“My brother is extremely religious since his troubled youth,” says his sister. “He’s not crazy.”
And so ends the story of Gary Brooks Faulkner – or perhaps it is only the beginning. Coined by the media as “The Rocky Mountain Rambo,” Faulker has been waging nearly a decade of solo clandestine war against Osama bin Laden, traveling numerous times throughout Pakistan, learning their culture, making connections, gaining intel on the 9/11 mastermind’s whereabouts, while doing his best to blend in with the locale. Unfortunately, his mission came to a premature end the other day when suspicious Pakistani officials arrested him after finding in his possession of a handgun, a sword, night-vision goggles, a small amount of hashish, and numerous books on Christianity when trying to enter the country.
Faulkner feared no terrorists on his search for the 9/11 mastermind. Trained in the ancient martial art of Hapkido, he was prepared to take on any terrorist who got in the way of his goal: taking down the man who tried to take down America.

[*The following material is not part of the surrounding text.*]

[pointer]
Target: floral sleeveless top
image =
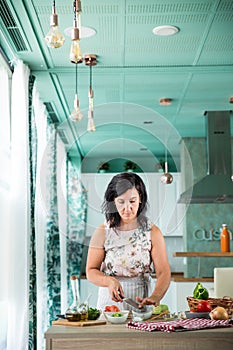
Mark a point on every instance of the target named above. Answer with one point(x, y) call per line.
point(127, 252)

“The fact that he’s been over there six times and has not received a scratch tells me that somebody’s looking after him,” said Scott Faulker, another sibling. “[Gary] could blend in with the local population and go places that our military cannot go. We [the US government] have relationships with the Pakistani government: ‘OK. You can go in this region or you can’t go in that region,’ whereas my brother could go about willy-nilly. He had a long beard. He looked like Taliban. When he wore his robe, he looked like Taliban. The only way you could tell he was not was when he spoke.”
I wouldn’t go as far as saying that he “looked Taliban” – rather, on first glance, one might think he was headed willy-nilly to a Grateful Dead concert. Hell, he even brought some hashish. Who in their mind would bother a Deadhead? I have one qualm though: one might think that speaking the native tongue fluently would be essential to tracking down the most wanted man in the world. Besides, as I understand it, Islamic extremists don’t take very kindly to westerners.
“Who do you work for?” the masked extremist asks, slapping Gary across the face.
“I work for, like, God, man… and Mohammad is his bitch.”
“Ajmal – get the camera and machete. Now.”
“Right on, bro.”
Really though, I whole-heartedly support Mr. Faulker’s ambitions. Much like the man he was hunting, his kidneys are failing him and according to his sister, they have only 9% function, meaning he needs kidney dialysis three times a week. All he wanted, she said, was “to do one last thing for his country before he died.” We sit here sipping on our appletinis, watching bad reality TV, expecting the military to do all of the dirty work, while dying Gary is sword-fighting and flying side kicking his way to bin Laden one terrorist at a time. He didn’t even rely on the crutch of military experiences, although, as his sister put it: “He does come from a family of hunters.”
And as Gary put it: “God is with me, and I am confident I will be successful in killing him.”
I think we all have a little something to learn from Mr. Faulker.